Oh boy. Where to start?
The company I worked for (lets call is Ace LTD - because it was an ace company to work at) understood how to treat their employees with kindness, grace, and respect. They created a fantastic envrionment full of hard-working teams who pulled together to get the job done. We shared fantastic bonuses, and benefits. They understood that you were primarily at work to pay the bills, but why not actually enjoy yourself whilst being at work?
Ace LTD was aquired by IRIS. That's where the trouble started. For the first year we were largely left alone. The only thing that changed was that a few senior staff left and were replaced by, frankly, idiots who didn't seem to either care or understand what we did. I learned later that they did - in fact - simply not care because this was not their first IRIS-Aquisition-Merry-Go-Round.
The other thing that changed was that we lost around 8 days of annual leave and our Christmas thank-you/bonus.
Now that most of the senior staff had left, IRIS came for the staff who worked in functions that could be centralised.
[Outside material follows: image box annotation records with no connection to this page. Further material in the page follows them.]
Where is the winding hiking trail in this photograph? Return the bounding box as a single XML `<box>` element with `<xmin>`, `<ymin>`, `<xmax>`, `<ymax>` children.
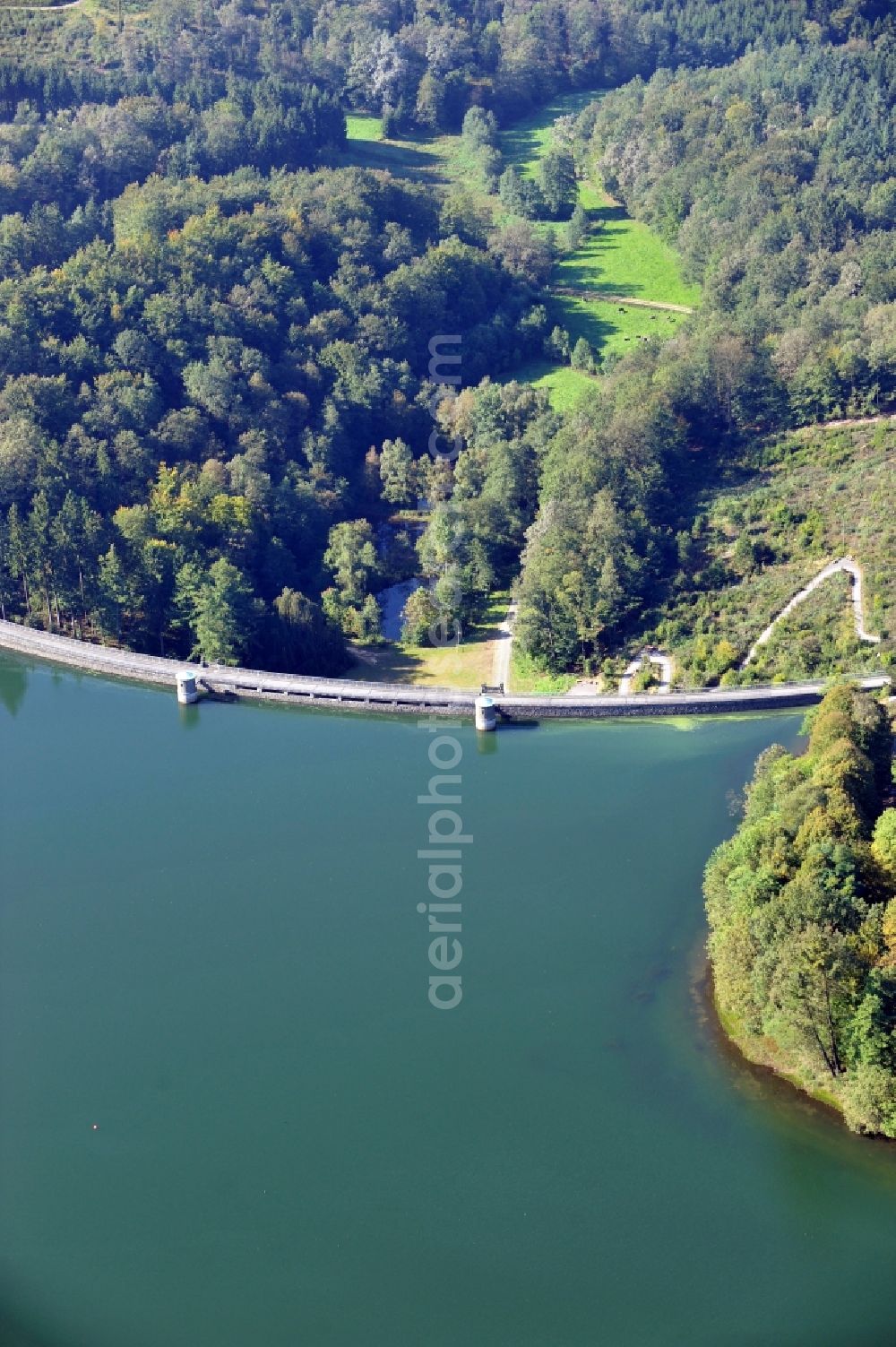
<box><xmin>741</xmin><ymin>557</ymin><xmax>880</xmax><ymax>669</ymax></box>
<box><xmin>492</xmin><ymin>603</ymin><xmax>516</xmax><ymax>693</ymax></box>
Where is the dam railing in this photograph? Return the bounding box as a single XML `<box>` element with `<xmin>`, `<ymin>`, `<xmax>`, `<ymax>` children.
<box><xmin>0</xmin><ymin>621</ymin><xmax>891</xmax><ymax>723</ymax></box>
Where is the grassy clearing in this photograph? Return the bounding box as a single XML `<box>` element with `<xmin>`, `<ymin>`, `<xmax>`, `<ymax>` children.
<box><xmin>556</xmin><ymin>202</ymin><xmax>701</xmax><ymax>307</ymax></box>
<box><xmin>345</xmin><ymin>112</ymin><xmax>383</xmax><ymax>140</ymax></box>
<box><xmin>501</xmin><ymin>360</ymin><xmax>597</xmax><ymax>412</ymax></box>
<box><xmin>339</xmin><ymin>91</ymin><xmax>699</xmax><ymax>398</ymax></box>
<box><xmin>346</xmin><ymin>590</ymin><xmax>512</xmax><ymax>693</ymax></box>
<box><xmin>553</xmin><ymin>295</ymin><xmax>685</xmax><ymax>358</ymax></box>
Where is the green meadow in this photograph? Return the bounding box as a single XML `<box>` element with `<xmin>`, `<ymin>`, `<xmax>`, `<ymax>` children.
<box><xmin>345</xmin><ymin>91</ymin><xmax>699</xmax><ymax>410</ymax></box>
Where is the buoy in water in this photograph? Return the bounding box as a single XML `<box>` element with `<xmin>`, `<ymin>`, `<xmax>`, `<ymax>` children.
<box><xmin>177</xmin><ymin>669</ymin><xmax>200</xmax><ymax>706</ymax></box>
<box><xmin>476</xmin><ymin>696</ymin><xmax>497</xmax><ymax>730</ymax></box>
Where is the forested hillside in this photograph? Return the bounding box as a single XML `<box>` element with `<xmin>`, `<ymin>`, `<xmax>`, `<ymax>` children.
<box><xmin>0</xmin><ymin>0</ymin><xmax>896</xmax><ymax>677</ymax></box>
<box><xmin>706</xmin><ymin>687</ymin><xmax>896</xmax><ymax>1137</ymax></box>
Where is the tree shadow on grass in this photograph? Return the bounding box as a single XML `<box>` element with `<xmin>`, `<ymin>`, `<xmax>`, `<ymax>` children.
<box><xmin>340</xmin><ymin>137</ymin><xmax>446</xmax><ymax>182</ymax></box>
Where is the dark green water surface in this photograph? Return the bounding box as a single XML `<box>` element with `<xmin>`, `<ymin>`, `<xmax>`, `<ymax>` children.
<box><xmin>0</xmin><ymin>657</ymin><xmax>896</xmax><ymax>1347</ymax></box>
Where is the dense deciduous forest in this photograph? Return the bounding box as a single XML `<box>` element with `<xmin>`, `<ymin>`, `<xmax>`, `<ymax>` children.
<box><xmin>0</xmin><ymin>0</ymin><xmax>896</xmax><ymax>672</ymax></box>
<box><xmin>706</xmin><ymin>687</ymin><xmax>896</xmax><ymax>1137</ymax></box>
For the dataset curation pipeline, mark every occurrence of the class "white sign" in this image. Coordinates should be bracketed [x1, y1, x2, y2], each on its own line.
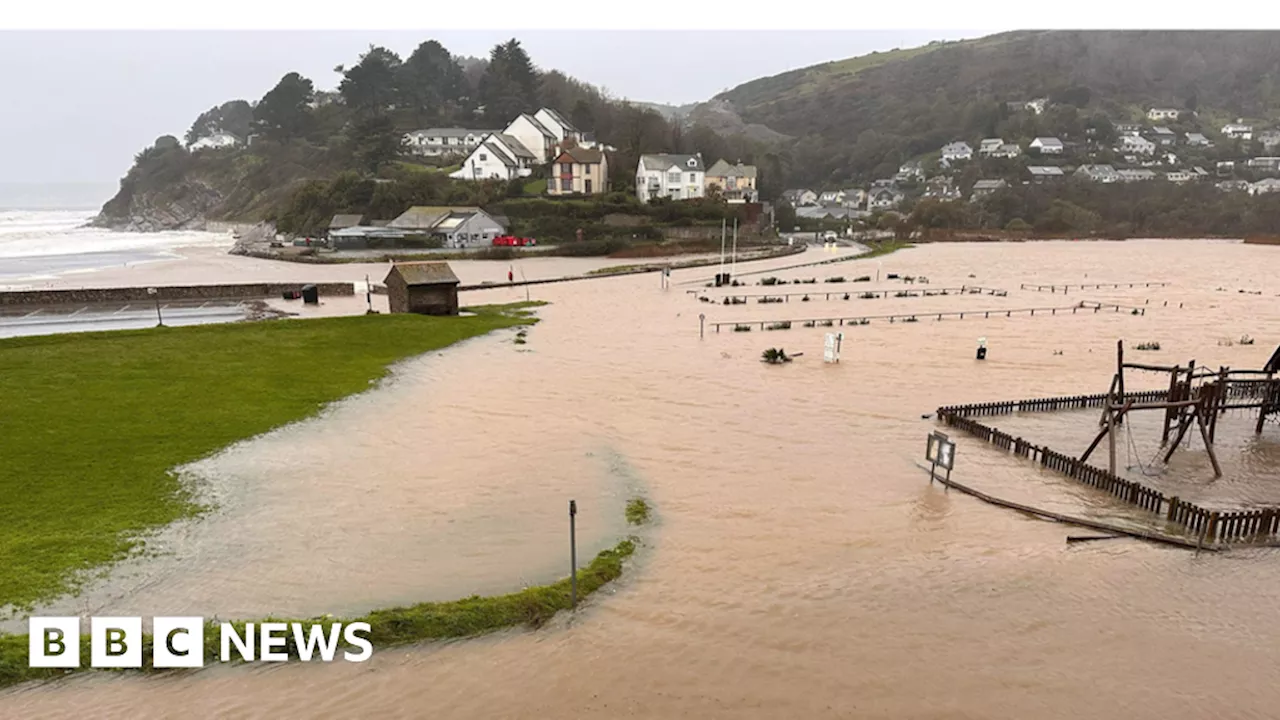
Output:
[822, 333, 845, 363]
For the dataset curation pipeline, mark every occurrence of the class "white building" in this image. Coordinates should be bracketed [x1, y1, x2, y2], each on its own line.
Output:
[1222, 120, 1253, 140]
[502, 113, 561, 165]
[534, 108, 584, 145]
[1116, 135, 1156, 155]
[636, 152, 707, 202]
[188, 132, 239, 150]
[404, 128, 493, 158]
[449, 133, 540, 182]
[1030, 137, 1064, 155]
[942, 142, 973, 161]
[978, 137, 1005, 155]
[1249, 178, 1280, 195]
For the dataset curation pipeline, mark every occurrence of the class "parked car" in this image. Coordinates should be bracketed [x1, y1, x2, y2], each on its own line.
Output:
[493, 234, 538, 247]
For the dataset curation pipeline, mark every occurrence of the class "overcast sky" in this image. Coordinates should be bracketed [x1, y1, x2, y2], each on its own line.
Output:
[0, 28, 1012, 183]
They were discarded in what can only be described as a very dodgy (some might say illegal) redundancy process. Firstly telling the staff that they were being made redundant. Then - when the legalities around redundancy was explained to the senior HR people - back-tracked but denied that anyone had said the word "redundancy". There was lots of gas-lighting and weird metaphors used (including "mutual decoupling" to describe the redundancy process).
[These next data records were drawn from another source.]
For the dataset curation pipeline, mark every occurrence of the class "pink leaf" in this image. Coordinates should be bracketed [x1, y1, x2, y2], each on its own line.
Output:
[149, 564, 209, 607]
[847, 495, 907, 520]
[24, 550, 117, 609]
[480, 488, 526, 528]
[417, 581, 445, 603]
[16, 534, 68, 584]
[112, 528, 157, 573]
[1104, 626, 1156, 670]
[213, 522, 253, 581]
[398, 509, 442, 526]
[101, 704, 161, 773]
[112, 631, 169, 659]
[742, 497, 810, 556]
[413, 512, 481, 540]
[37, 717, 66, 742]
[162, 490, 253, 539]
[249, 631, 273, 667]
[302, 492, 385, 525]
Lots of teams got new team leaders. Some even were blessed to receive a merry-go-round of new line managers every few months. Not once in this period did any line managers take any interest in Ace LTD and what they did. I didn't have any 1-to-1 time with my managers for 2 years. I'm not even sure they knew my name.
This horrific man-management is actually a pro: my managers (plural, I had so many different ones!) took so little interest in me and my colleagues that we just pleased ourselves. We finished and started work when we wanted. Took days off and nobody noticed. We noticed after a while that even being "available" on Teams didn't matter because nobody ever got in touch with any of us. We were stealing a living. It got to a point that I was so bored that I completed loads of free online courses and got a fabulous new job out of it.
We all learned very quickly what the deal with IRIS was: Buy profitable company. Add "by IRIS" to its name. Scalp the customer-base and try to cross-sell. Sack anyone whose labour could be gotten cheaper by centralising or moving to India. Ignore the customers who complain. Buy another company. Refinance for the private-equity goons. Rinse and repeat.